Allergies:Penicillin- Rash occurs, Tramadol- Rash occurs, Non-steroidal anti-inflammatory's (NSAIDs)- Advised to avoid these medications due to history of NSAID enteropathy.
Penicillin:
Pharmacokenetics: Has low protein binding in plasma, the bioavailability of penicillin depends on the type; penicillin G has a low bioavailability, below 30%, whereas penicillin V has a higher bioavailability between 60 and 70%. Penicillin is metabolised in the liver, has a short half-life and is excreted via the kidneys.

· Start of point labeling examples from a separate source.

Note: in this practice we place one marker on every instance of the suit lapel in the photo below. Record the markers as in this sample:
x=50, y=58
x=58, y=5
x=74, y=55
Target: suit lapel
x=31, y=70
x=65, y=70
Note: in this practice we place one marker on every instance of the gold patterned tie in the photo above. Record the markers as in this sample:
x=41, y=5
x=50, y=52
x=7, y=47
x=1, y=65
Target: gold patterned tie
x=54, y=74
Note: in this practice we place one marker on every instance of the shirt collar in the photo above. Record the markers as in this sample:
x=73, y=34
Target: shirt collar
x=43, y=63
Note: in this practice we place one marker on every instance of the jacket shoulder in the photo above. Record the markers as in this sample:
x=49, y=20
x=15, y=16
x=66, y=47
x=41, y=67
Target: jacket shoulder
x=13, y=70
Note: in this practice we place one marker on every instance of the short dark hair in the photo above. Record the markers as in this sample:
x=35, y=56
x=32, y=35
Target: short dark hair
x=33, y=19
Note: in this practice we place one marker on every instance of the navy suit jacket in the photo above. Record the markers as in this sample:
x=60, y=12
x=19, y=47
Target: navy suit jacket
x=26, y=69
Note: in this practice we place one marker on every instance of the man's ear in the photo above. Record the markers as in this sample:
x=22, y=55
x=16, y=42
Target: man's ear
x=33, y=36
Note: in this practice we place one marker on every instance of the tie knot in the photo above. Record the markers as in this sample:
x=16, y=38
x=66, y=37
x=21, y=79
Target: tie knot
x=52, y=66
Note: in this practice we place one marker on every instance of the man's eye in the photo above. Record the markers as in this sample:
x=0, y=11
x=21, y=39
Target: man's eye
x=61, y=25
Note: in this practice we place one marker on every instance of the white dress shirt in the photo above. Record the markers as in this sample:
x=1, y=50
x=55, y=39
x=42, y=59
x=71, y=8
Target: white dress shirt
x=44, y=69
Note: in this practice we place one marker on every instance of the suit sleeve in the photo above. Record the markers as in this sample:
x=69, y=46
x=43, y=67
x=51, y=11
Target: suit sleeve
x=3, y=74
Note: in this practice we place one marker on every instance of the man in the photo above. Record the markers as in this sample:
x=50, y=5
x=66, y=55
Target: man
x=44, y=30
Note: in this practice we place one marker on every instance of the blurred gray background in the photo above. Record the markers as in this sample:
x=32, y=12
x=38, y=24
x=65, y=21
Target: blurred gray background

Route/Dose: PO, IV, IM, IV infusion
Side effects: nausea, vomiting, diarrhoea, hypersensitivity reactions
Pharmacodynamics:Inhibits the formation of a rigid bacterial cell wall needed for the cross linking of peptidoglycans in cell wall biosynthesis. It does this by binding to penicillin binding proteins with the beta-lactam ring, a structure found on penicillin molecules.
Contraindications: Gram- negative bacilli, and those with an allergy or adverse reaction.
Tramadol:
NSAID's:
Pharmacokenetics: Oral route with a 30 minute onset that peaks between 1-2 hours and has a duration of 4-6 hours. It is metabolised in the liver and excreted in the urine.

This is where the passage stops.